Bank of England Carney's bond-buying peashooter seen having bazooka-sized impact

Bank of England Governor Mark Carney hosts a quarterly Inflation Report press conference at the Bank of England in central London, on Aug 4, 2016. PHOTO: REUTERS

LONDON (Bloomberg) - Bank of England Governor Mark Carney's entrance into the corporate bond market may have as much impact as European counterpart Mario Draghi's at a fraction of the cost.

The BOE said it plans to buy as much as 10 billion pounds (S$17.5 billion) of securities over 18 months, a figure the European Central Bank surpassed within the first two months of a similar programme.

Mr Carney will target investment-grade, non-financial company notes starting in September to help lower borrowing costs and boost the economy after the UK's vote to exit the European Union.

The programme can have an outsized effect because the sterling bond market is small and relatively illiquid, with only 150 billion pounds of eligible securities, less than a quarter of those available to the ECB, according to Bank of America Corp.

Coupled with the first interest-rate cut in seven years last week, the BOE plan has helped drive corporate borrowing costs in pounds to the lowest on record.

"The BOE's corporate bond-buying program may look small but it will still be powerful," said Ioannis Angelakis, Bank of America's credit derivatives strategist in London.

"Given the lower turnover in the sterling credit market, we think Carney's policy may end up being as bullish, if not more, for sterling credit spreads, than Draghi's programme."

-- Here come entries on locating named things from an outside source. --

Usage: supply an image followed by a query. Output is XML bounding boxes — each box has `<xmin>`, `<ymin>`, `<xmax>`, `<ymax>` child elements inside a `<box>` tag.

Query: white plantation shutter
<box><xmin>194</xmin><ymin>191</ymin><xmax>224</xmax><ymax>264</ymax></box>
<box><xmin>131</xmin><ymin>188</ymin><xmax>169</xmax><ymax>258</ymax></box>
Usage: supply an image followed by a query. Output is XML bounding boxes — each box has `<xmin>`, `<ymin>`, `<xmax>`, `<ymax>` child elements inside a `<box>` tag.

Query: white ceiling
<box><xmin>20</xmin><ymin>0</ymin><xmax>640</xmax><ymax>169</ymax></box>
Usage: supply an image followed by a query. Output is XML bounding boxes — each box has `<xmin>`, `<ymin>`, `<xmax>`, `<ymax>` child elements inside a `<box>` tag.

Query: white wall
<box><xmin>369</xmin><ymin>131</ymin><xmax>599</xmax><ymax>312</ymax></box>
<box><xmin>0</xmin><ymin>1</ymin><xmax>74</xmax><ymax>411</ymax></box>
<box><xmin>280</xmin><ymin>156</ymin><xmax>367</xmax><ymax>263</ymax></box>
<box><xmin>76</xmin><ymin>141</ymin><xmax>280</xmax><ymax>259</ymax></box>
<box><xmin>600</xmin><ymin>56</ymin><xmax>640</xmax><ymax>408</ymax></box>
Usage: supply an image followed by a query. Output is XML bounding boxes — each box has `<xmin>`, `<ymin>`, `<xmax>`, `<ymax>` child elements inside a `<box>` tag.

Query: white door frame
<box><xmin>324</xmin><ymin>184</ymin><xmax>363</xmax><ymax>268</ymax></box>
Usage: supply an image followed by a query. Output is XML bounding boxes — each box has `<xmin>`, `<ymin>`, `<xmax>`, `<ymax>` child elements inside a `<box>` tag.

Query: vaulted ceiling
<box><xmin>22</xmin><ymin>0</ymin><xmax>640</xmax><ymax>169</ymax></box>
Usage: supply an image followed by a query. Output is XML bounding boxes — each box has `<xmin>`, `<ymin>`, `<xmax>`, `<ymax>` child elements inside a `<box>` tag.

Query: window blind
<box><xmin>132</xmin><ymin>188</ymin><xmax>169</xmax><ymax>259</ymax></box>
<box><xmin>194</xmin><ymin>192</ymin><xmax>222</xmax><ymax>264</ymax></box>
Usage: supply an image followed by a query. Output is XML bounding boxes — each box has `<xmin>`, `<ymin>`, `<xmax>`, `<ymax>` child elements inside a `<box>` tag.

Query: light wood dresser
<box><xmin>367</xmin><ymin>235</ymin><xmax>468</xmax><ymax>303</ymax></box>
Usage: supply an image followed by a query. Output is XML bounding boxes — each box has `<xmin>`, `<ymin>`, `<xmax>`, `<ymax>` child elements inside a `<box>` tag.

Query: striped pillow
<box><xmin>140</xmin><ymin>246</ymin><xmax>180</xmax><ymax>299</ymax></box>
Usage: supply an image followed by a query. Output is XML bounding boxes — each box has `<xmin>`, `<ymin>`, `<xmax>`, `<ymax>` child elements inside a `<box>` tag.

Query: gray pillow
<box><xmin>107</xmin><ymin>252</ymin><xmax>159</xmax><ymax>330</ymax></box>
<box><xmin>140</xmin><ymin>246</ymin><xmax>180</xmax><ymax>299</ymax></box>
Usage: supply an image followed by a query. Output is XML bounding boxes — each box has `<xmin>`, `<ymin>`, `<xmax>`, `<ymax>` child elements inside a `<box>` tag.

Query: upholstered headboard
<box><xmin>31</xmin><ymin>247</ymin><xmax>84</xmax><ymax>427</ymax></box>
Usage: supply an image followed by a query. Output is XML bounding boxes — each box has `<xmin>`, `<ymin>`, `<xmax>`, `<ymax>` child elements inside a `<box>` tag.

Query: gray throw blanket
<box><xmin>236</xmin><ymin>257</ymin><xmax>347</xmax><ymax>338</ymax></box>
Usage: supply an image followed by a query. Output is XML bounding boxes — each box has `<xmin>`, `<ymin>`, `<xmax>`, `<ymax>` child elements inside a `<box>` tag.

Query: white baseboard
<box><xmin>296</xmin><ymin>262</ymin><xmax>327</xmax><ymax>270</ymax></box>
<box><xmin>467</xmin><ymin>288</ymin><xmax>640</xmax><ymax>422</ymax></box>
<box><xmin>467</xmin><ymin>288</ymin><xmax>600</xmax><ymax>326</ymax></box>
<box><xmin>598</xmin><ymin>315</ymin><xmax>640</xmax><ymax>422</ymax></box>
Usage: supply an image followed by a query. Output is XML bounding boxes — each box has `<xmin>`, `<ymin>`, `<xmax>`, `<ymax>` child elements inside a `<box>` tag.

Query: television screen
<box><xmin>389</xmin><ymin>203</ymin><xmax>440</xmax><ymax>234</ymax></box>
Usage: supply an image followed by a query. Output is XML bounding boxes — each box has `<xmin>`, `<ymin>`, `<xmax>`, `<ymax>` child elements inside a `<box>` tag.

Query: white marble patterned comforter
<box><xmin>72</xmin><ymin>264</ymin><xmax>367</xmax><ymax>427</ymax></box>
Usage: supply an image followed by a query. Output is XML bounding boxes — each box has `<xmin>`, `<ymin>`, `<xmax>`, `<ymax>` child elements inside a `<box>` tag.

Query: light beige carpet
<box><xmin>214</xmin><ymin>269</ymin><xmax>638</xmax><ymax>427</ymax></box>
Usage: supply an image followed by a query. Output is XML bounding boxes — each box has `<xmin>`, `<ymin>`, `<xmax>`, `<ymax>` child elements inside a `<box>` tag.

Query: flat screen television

In Europe, spreads over government bonds have tumbled about 40 basis points since Mr Draghi revealed plans to buy corporate bonds in March and are now at 110 basis points.

The premium for sterling investment-grade bonds has fallen to 142 basis points, the lowest in more than a year, from 159 basis points before the BOE announcement, according to Bank of America Merrill Lynch index data.

The average yield on investment-grade corporate bonds in pounds has tumbled to an all-time low of 2.2 per cent from 2.5 per cent on Aug 3 and about 3.5 per cent at the start of the year, the data show.

The collapse in borrowing costs is fueling issuance.

August is already the busiest month for sterling corporate bond sales in more than a year, with Vodafone Group selling two multi-decade notes last week, BMW issuing six-year bonds on Monday and BP said to be marketing securities on Tuesday.

"Whilst the BOE programme is expected to be slightly smaller than the ECB's compared to the size of the estimated eligible universes, the effect can be as great, if not greater," said Jonathan Pitkanen, the head of investment-grade research for EMEA and Asia at Columbia Threadneedle Investments, which oversees about 344 billion pounds of assets.

"It's already leading to increased supply."